I tromped in and out of the house multiple times - slamming both doors each time, opened the fridge, walked in our bedroom and took one shoe off. Then, I sat down and scratched a tick bite on my leg. Yawned. Walked out. Later I brought my overnight bag into the bedroom, dumped its contents on the floor, took my other shoe off, turned the fan on, walked outside, closed the fridge, and came back in with my dopp kit. I rummaged around in my kit for a toothbrush, brushed my teeth and simultaneously texted my cousin Maggie.  Finally, Tyler rolled over and said "Wello! Well, look who's back!"

"I've been home for a half hour. I've slammed the back door 5 times and turned on every light in the house.  You have not so much as stirred."

"Oh? Yeah. Hmm. Yawn. I thought I heard something."

Sunday, October 02, 2011

Say Uncle

Hilarious. Make the guy uncomfortable with newborns hold the new kid. Ok! Fine! I'll do it. I won't like it, but I'll do it if I HAVE to, but that's it. Once. After that: no more holding.


I don't deal with children under 6, furthermore I don't INTEND to deal with children under 6. That's right: I'm an ogre. No, I'm a man. No, I'm an ogre. Either way - they're purely ornamental, right?  Bring them to me when they're strong enough to hold a BB gun and wear a life vest. Until then - they make me too nervous. That's right - I'll take my chances with an armed 6yr-old over a newborn that could cry any minute and make me feel all guilty and weird.

We've got a hospital room full of women over here flipping the tiny thing around like its a football and driving it crazy and it makes me anxious. As if blasting out into the world with a bunch of people hollering at you, blood and guts everywhere, crying, and wailing isn't bad enough - somebody immediately hits you hard enough to make you cry, then 400 people you dont know show up and insist on handing you around in midair for the next 72hrs straight. 

Take me back to the womb, please, Mister. 

To make matters worse - there's a 50/50 chance somebody stuck a vacuum cleaner on your head, then sucked so hard it squished your skull all out of shape. You think THAT didn't hurt? Sweet Lord. "Welcome to being a human! Hurry up out of there, or we'll smoosh your skull." It's your first taste of the world telling you you're too fat and slow. Learn to love it.
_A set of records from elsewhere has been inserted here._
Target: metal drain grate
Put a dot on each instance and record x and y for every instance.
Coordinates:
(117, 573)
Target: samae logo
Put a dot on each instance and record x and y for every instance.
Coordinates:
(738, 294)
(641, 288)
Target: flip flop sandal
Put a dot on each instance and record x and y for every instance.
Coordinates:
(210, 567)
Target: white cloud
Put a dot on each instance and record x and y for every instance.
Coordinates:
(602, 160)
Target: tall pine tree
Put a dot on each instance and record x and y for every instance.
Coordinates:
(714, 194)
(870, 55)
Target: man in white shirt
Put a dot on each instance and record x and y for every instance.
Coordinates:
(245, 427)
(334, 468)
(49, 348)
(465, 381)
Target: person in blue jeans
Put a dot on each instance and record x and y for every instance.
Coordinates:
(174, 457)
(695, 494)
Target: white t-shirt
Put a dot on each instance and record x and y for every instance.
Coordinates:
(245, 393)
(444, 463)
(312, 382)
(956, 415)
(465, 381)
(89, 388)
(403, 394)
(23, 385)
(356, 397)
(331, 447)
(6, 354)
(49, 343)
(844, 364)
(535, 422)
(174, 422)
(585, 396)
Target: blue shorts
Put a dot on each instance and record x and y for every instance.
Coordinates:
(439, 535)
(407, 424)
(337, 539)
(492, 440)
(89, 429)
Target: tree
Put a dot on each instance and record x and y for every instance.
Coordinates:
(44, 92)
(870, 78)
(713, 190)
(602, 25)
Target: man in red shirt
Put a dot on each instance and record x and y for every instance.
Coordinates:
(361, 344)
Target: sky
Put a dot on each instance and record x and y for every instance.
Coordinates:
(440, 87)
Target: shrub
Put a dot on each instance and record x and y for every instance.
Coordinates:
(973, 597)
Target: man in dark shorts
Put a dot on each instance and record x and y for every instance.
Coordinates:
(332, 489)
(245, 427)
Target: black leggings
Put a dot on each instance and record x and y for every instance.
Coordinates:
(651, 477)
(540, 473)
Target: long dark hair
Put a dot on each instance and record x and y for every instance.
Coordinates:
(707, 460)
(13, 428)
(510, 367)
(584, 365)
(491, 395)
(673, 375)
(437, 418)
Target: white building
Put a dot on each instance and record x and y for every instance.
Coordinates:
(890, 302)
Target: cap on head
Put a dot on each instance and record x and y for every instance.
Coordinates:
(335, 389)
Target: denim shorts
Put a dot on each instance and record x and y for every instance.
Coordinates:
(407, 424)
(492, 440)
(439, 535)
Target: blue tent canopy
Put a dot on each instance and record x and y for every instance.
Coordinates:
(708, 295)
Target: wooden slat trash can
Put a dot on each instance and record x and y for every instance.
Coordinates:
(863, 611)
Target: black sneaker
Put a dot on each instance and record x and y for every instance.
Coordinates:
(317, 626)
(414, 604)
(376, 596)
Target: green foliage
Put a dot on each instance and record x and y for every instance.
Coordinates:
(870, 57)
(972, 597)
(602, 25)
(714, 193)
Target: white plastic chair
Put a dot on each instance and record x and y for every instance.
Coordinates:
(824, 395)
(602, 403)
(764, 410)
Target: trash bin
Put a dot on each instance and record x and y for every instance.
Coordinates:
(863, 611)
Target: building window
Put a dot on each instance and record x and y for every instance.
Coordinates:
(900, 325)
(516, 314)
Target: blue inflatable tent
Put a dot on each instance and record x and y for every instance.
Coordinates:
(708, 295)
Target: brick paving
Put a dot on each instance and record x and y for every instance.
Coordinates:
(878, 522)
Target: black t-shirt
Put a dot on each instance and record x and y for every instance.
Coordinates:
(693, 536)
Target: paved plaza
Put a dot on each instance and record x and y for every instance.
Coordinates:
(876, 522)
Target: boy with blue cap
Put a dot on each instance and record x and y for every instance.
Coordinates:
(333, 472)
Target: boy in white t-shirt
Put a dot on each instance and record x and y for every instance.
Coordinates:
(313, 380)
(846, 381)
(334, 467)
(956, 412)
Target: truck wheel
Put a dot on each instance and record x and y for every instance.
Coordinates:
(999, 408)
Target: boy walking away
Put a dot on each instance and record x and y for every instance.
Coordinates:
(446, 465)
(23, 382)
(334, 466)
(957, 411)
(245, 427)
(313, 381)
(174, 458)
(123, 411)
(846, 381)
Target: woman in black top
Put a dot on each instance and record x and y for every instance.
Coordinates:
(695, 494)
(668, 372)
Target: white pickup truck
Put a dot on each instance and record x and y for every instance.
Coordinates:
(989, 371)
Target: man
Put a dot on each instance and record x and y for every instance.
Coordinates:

Plus, you can't think much, grip anything, walk, talk or see straight and what do you have to live on? Milk that somebody gives you anytime they feel like you may be hungry? If I had to wait on Tyler to feed me when she thought I might be hungry, I'd be dead. Or skinny. I don't know which is worse.

It's amazing any kid makes it out of the hospital alive - what with all that hard floor rushing up to meet you.  That's what's underfoot in the hospital - basically concrete. 4,000 sick and infirm people, newborns, the elderly, bodily fluids skeeting around right and left, half the chairs have wheels on them and you pave the entire place in a slick hard substance?  The emperor has no clothes. Soylent Green is PEOPLE, and when I'm 80 please don't store me in any place sheeted in hip-crushing rubberized concrete. 
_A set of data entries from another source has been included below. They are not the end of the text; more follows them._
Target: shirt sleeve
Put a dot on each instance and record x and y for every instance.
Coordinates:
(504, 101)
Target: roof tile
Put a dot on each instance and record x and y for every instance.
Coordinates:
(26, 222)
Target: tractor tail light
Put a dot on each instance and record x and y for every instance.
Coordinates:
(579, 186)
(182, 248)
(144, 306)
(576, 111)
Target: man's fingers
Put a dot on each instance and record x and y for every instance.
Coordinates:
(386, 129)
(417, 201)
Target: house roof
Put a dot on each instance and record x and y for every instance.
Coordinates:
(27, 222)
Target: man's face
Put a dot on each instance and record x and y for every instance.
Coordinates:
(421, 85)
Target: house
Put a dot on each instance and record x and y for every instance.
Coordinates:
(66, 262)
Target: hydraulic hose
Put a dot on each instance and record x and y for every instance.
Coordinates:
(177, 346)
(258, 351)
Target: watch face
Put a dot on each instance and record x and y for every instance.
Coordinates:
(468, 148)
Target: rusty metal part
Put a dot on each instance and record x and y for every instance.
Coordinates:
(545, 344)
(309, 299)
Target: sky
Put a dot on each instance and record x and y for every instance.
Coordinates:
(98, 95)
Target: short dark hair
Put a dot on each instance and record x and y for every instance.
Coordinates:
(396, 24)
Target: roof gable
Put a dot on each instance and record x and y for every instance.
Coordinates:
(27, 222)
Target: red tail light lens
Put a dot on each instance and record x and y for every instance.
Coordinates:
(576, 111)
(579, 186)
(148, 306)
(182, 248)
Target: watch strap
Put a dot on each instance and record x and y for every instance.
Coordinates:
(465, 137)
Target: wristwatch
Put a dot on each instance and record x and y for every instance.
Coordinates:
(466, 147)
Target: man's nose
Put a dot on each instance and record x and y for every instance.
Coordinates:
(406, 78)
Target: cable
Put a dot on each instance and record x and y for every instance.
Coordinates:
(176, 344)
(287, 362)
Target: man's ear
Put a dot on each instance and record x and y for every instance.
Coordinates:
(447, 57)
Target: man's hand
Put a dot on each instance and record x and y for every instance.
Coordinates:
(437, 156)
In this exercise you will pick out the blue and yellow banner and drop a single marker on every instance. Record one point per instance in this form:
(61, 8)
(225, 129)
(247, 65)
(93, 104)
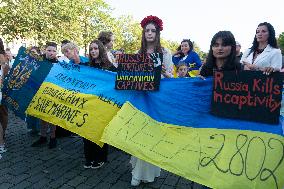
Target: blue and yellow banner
(23, 81)
(174, 130)
(78, 98)
(171, 128)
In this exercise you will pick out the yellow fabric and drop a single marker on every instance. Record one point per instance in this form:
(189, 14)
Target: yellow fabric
(192, 73)
(218, 158)
(87, 120)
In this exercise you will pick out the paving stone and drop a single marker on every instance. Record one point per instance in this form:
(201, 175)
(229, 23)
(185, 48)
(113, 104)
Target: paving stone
(6, 185)
(120, 185)
(77, 180)
(25, 167)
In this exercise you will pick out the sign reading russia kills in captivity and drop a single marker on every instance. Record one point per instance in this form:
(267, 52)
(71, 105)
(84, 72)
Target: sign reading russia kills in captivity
(139, 72)
(248, 95)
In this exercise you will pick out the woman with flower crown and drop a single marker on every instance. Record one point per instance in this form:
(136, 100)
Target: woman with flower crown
(152, 25)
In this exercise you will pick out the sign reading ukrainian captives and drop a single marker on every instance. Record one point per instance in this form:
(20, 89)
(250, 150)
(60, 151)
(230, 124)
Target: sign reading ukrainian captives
(139, 72)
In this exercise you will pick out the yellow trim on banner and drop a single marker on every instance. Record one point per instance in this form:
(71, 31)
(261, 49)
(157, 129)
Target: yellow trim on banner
(83, 114)
(218, 158)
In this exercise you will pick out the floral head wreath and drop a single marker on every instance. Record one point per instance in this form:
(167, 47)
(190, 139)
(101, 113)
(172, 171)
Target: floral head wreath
(154, 19)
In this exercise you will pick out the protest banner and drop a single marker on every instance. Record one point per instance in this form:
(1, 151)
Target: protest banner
(23, 81)
(78, 98)
(139, 72)
(248, 95)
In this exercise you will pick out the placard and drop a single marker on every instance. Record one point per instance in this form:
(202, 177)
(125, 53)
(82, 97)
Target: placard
(249, 95)
(139, 72)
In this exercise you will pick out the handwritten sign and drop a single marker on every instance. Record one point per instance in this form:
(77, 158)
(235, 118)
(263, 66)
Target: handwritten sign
(247, 95)
(139, 72)
(218, 158)
(72, 97)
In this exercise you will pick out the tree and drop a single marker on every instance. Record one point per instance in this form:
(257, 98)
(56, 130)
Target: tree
(55, 20)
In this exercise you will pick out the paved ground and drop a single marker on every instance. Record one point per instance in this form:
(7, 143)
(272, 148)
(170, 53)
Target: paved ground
(25, 167)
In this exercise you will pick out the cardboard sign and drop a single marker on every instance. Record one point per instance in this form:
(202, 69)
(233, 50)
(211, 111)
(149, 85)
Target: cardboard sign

Know what happens when you get old? YOU DIE. Fine by me I guess, but I know a caretaker who loves me wouldn't let me slowly break apart over time in a series of high-impact falls.  Make me a tent out on the front lawn. I'll take a tree fort in your backyard. Anything, at all - please just don't put concrete floors in my bedroom for crying out loud. 

Back at the hospital I held the kid, anxiously, until Tyler saw my lips moving and the beads of sweat glistening feverishly on my forehead and she finally said "well, I guess I better get Jimmy on home now", made her apologies and led me out to the car.

It's a good thing, too. My imagination was about to spin completely out of control.